73 So. 509 | Ala. | 1916

McCLELLAN, J.-

— The controversy involved in this appeal from the Morgan circuit court arose out of the action of the city of New Decatur in assessing approximately 145 city lots under article 26 of chapter 32 of the Political Code, whereby municipalities are empowered to determine upon and to make public improvements of their streets, and to assess the cost thereof, within limits prescribed (Const. 1901, § 223), against abutting property. A sufficient general statement of the provisions appearing in article 26, c. 32, is made in City of Birmingham v. Wills, 178 Ala. 198, 204-206, 59 South. 173, Ann. Cas. 1915B, 746. The city council of Decatur listed the approximately 145 lots belonging to the Decatur Land Company, and set opposite each lot, as the statutes require, its judgment of the amount (varying with practically every lot) each of said lots would be enhanced in value by the improvement contemplated. — Code, § 1375. Such assessments were confirmed by the city council; and the Decatur Land Company took a single appeal to the circuit court. — Code, § 1389 et seq. The city moved in the circuit court to dismiss the appeal, on the ground, among others, that each assessment of each lot by the city council was a distinct judgment or decree against each lot, and that a single appeal from these several judgments or decrees was unauthorized. The court granted the motion on the ground stated, dismissing the appeal, and this appeal is to review that action of the circuit court. The doctrine upon which this ruling was rested is fully set forth in Mobile Imp. Co. v. Stein, 158 Ala. 113, 115, 116, 48 South. 368, 17 Ann. Cas. 288, and was later followed and approved in Fulton v. State, 170 Ala. 69, 54 South. 165. It is that two or more distinct judgments or decrees, each of which will support an appeal, cannot be united in one appeal. While this rule was announced and applied to a review sought by appeal to the Supreme Court, it is equally applicable to appeals authorized from separate assessments of distinct lots by municipal bodies in the exercise of their powers with respect to public improvements within their jurisdictions.
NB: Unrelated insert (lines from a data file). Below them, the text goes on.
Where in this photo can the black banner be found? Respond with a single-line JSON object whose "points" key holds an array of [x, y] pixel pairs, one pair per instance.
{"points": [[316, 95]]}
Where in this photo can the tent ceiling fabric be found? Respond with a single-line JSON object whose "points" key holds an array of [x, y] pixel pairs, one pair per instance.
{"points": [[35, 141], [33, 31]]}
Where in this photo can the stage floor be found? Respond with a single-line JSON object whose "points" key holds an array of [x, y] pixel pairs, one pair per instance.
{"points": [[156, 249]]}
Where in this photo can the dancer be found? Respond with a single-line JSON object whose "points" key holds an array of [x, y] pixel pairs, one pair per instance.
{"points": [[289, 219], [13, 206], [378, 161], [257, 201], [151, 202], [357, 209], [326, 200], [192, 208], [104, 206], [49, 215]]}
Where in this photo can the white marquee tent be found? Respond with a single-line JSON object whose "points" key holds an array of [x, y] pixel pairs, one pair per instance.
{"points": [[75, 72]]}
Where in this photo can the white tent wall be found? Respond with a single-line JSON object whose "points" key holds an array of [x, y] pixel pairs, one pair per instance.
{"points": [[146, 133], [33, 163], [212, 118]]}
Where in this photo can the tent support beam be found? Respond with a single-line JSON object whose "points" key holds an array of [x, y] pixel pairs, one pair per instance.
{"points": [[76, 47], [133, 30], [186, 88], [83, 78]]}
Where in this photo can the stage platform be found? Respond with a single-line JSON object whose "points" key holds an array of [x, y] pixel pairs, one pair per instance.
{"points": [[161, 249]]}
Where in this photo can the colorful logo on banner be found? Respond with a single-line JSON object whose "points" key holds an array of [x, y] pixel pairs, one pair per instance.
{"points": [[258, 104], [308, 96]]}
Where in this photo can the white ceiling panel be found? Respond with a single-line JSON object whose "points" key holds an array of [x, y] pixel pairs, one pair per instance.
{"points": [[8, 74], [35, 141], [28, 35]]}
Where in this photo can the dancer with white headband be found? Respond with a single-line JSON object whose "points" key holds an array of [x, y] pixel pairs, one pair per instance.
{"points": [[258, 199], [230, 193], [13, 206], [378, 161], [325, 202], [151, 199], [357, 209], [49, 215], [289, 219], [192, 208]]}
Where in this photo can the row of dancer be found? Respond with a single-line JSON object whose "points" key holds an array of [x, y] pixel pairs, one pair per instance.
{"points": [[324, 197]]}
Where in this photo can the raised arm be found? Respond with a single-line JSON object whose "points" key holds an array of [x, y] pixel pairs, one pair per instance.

When the provisions of the Constitution (section 223) and the statutes (article 26, c. 32) are considered, together with the object the system intends to effect, it is not debatable, we think, *295that the required separate assessment of separate abutting lots operates to individualize the property for the purpose in view and to impose upon each lot thus necessarily segregated a charge which can alone be measured in amount by the “increased value of such property by reason of the special benefits derived.from' such improvements.” — Const. § 223. Reference to sections 1375, ’ 1384, and 1395 in article 26, c. 32, precludes any other conclusion in the premises. This view is further confirmed by the provisions of sections 1389, 1392, and 1394, wherefrom it appears with all certainty that the appeal is predicated of and given from the assessment, which, as commanded by section 1375, is the single judicial act of ascertaining and of determining the charge, within the limit the law prescribes, to be imposed upon the distinct lot or parcel of land deriving its own peculiar pecuniary benefit from the improvement contemplated. To allow the blending in one judicial hearing of the inquiry the owner may initiate or institute under the statutory system provided would necessarily result in the utmost confusion, and, it is readily conceivable, in the defeat of the object contemplated by the Constitution and the statutes. An appeal lies from the assessment made against each distinct lot; and the law as now written does not recognize or permit a retrial or a review through a process which would blend two or more distinct assessments.

The court below was correct in granting the motion to dismiss the appeal on the ground indicated.

Affirmed.

Anderson, C. J., and Mayfield, Sayre, Somerville, Gardner, and Thomas, JJ., concur.